Alongside with the fact that if I were to purchase this sporty convertible with its bigger-than-average trunk space, I’ll have to get my own spare special-gel tyre, in which, if I put it in the trunk spare, I’ll have to keep the rooftop up if I still need to use the bigger-than-average trunk space, thereby making having a convertible redundant.

And I wasn’t really planning to get a car anyway.

I was just here because my dad is an emcee. And that my dad was the saleguy’s boss as well but he didn’t know that and I didn’t want to tell him. *hehehe!*

Ayah caught me and patted me on the shoulder before I could further screw the poor junior any longer. The look on the poor junior’s face was priceless, like MasterCard priceless. My old man did an assessment of the goods, thanked the fella for a meticulous setting.

He asked me on the spot in a cheerfully boss-like manner if the salesguy was able to convince me to favour the convertible. I slyly said, “Naaaah, he needs work.”

For the rest of the day, I was a nice girl and didn’t venture too close to the exhibition, nor did I ask Ayah how he thought his sales people did. My imagination on what the salesguy thought he did was good enough.

But ever since that day, if any sales people wanted to trap me into buying stuff, I know how to make them squirm.

Maybe I ought to work in the radio business. *hehehe!* But let me try to sell my vintage 1990s Proton Iswara Aeroback that’s newly reupholstered, repainted, scratch-less, jerk-less, well serviced, smooth driving, aromatic but without CD player.

5 Minds bloomed here too...:

twosuperheroes said...

you naughty naughty girl... :p

Elisha said...

oh dear me... well i guess if you didnt layan him with his sales pitch, not many other people would perse.

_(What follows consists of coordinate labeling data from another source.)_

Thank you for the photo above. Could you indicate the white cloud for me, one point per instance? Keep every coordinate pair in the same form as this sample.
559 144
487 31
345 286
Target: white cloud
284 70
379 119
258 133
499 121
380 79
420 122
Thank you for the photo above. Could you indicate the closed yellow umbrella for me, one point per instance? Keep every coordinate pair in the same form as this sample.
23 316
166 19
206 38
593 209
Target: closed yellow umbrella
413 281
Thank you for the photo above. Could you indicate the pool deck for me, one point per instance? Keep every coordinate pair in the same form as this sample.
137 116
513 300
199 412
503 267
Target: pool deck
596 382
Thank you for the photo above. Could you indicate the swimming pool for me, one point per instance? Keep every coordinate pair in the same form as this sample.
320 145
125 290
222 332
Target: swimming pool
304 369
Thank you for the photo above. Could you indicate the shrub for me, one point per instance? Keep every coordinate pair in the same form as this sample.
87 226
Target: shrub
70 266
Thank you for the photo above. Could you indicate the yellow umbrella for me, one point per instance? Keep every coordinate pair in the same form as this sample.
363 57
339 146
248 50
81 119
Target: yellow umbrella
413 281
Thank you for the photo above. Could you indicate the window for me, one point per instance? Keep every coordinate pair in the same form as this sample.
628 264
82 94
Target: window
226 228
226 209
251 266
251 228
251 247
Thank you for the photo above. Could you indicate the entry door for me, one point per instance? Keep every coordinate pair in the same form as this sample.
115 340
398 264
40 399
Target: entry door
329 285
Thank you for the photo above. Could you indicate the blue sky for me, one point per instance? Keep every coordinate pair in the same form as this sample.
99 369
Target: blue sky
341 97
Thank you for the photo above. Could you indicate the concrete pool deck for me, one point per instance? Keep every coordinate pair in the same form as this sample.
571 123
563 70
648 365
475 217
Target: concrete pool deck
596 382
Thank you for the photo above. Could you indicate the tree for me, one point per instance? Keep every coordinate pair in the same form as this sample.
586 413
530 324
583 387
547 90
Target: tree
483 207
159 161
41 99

Usually when it comes to sales people, malaysians usually just brush them off without even a smile, lift up a hand at them and walk off.

i tend to do that ONLY when im in a hurry and i really cant layan them, but come to think of it, ive never intentionally butchered any of them! hahaha, arent you a spicy lil enchilada!

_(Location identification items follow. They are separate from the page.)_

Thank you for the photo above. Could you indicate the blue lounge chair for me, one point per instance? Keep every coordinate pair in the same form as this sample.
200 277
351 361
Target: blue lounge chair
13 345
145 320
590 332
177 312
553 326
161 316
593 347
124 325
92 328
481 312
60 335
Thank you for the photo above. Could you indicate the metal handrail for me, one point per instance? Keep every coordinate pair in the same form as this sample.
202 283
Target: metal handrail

also, i speak english much better than bm, and often get criticised for it.. but usually if someone speaks to me in malay, i reply in malay no matter how terribly pelat i might sound.. hahaha, and yeah, if spoken to in english, i reply in english.. i guess its just a habit of mine. i find it hard to speak english to people who speak malay to me.

yes... i am the unfortunate goody goody sort! id rather get a weird look from them for my retched bm than speak english because then.. well, id get a different sort of look.. the kacang lupakan kulit look! hahahahah...

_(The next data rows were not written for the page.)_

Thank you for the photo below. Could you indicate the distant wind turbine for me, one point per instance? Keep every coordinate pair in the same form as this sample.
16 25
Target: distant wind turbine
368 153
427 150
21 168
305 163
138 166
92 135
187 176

you know what, i look cindian and can soooo totally get away with speaking english all the freaking time, but oh well.. i guess matriculation has taught me well.. ive been disciplined.

again, kudos on the daring-ness of it all! also, you are really good with words.. you should be in business! seriously... mind manipulator.... =p its a gift!

hugs

Quickening said...

@2heroes: Well, he started it!
*pouts and sit in a corner*

:P :P :P :P

@RM: You should have seen me at one time in Mid Valley. This guy was trying to sell me a membership card for some obscure frequent traveller deals.

The kink in his overly shiny armour-plated blazer was that the membership couldn't guarantee reliability for family packages. I chewed him to bits about my large extended family.

There's also the cellphone telemarketer who wants me to buy generic computers. I went along with the time-wasting call partly because I was sincerely interested but their warranty/service repairs/far-flung main branch was lousy.

I never got another call from them ever since. *hehehe!*

Then again, the moral of the story is that sales people will always be out to get you, making you think you need the useless item when in fact you don't.

It's always good caution not to get trapped by their sweet-talk and hold on to what-you-need, what-you-have and what-you-trust.

Anonymous said...

Actually, I heard that prank too and was on the way to school in a friend's car. It was lame and hilarious. Though sometimes I find JJ and Rudy annoying. They emceed for my university's Annual Dinner in 2006 and somehow I thought it wasn't that great. My favorite channel is still Lite and Easy. Personal preference.

(:

Elisha said...

good point! =) will keep that in mind =) they create the need... when we might not actually need it!